Desmantelan un taller ilegal con cuñados obligados a escribir chistes para WhatsApp

Con la llegada de Nochevieja les obligaban a producir gracietas rancias durante 14 horas diarias

Joan Ferrús

31 diciembre 2016
TALLER CUÑADOS 31 de diciembre de 2016 13:48

Siempre es igual. Cuando llega año nuevo, tu teléfono no para de sonar. Son whatsapps de tu tio, del portero de tu equipo de fútbol, del divorciado de Recursos Humanos o de tu sobrino, el que lleva 5 años en primero de Telecos. Esos whatsapps dicen cosas como:

- Cariño, ¿pero qué has hecho?

- Le desee feliz nochevieja a tu madre, como me dijiste.

- ¡No es verdad! Le has dicho: "Feliz noche, vieja"

¿Os parecen graciosos? Pues no os lo parecerán tanto cuando descubráis que estos chistes eran producidos en un taller clandestino de un polígono de Alicante. Allí, un centenar de cuñados semiesclavizados eran obligados a producir sin descanso los miles de chascarrillos que inundan WhatsApp el último día del año.

Sin apenas nada de comer, los cuñados se encontraban al borde de la desnutrición. Solo les proporcionaban unos mondadientes que, dispuestos entre sus labios, les ayudaban a inspirarse para crear esas chanzas de barra de bar tan características.

"Era un infierno. Pero peor están en Venezuela" asegura uno de los liberados.

Jaime Tozón, uno de los cuñados esclavizados, explica que su especialidad allí eran los chistes sobre la absurda sofisticación de los gintónics. Explica que lo último que recuerda es estar mofándose de las semillas de cardamomo y del henebro que le habían puesto en el cubata de la Disco Copa's Caribe.
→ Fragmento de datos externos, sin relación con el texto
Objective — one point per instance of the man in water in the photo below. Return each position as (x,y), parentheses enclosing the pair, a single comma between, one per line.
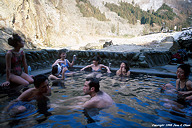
(99,99)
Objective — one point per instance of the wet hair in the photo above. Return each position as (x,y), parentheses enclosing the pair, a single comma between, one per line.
(185,68)
(54,69)
(96,58)
(94,82)
(61,51)
(126,66)
(12,41)
(39,79)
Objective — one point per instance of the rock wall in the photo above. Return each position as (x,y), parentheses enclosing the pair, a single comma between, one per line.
(45,58)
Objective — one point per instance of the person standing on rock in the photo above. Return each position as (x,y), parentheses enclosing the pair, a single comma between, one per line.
(14,59)
(64,63)
(124,70)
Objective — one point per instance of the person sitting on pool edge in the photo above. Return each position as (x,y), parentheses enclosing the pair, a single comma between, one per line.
(99,99)
(63,62)
(124,70)
(96,67)
(40,91)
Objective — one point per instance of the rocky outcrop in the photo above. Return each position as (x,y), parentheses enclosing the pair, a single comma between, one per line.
(45,58)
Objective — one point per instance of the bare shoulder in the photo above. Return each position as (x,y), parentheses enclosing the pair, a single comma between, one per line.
(189,83)
(26,94)
(92,103)
(8,53)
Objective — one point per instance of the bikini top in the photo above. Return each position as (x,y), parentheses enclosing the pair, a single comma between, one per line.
(98,70)
(65,65)
(182,89)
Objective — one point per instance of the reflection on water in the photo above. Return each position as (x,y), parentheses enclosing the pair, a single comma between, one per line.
(137,104)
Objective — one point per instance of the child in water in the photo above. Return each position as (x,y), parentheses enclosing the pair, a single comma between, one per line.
(124,70)
(64,63)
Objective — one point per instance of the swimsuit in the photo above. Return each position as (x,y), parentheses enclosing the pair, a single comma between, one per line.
(181,98)
(99,70)
(65,65)
(16,63)
(183,89)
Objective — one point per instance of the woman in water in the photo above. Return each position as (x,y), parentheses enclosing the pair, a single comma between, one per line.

Presumiblemente, alguien detectó su talento, le puso droga en la bebida y cayó inconsciente. Se despertó horas después, atado delante de una máquina de escribir y con un palillo en la boca. A su alrededor, docenas de hombres igual que él.

Al se liberado por la policía, Jaime ha preguntado inmediatamente por sus seres más queridos. "¿Qué ha hecho el Madrid? ¡Lleva semanas encerrado aquí!" ha inquirido antes de exigir los ejemplares atrasados del Marca.

Durante todo este tiempo, su familia no ha puesto ningún tipo de denuncia. "Al principio la intención era avisar a la policía el día 26 de diciembre. Solo para ahorrarnos sus discursitos, chistes machistas y observaciones sobre el nuevo iPhone en la cena de Nochebuena" explica su sobrina, Marta. "Pero al final vimos que, en realidad, vivíamos todos mucho mejor sin él y pasamos de decir nada.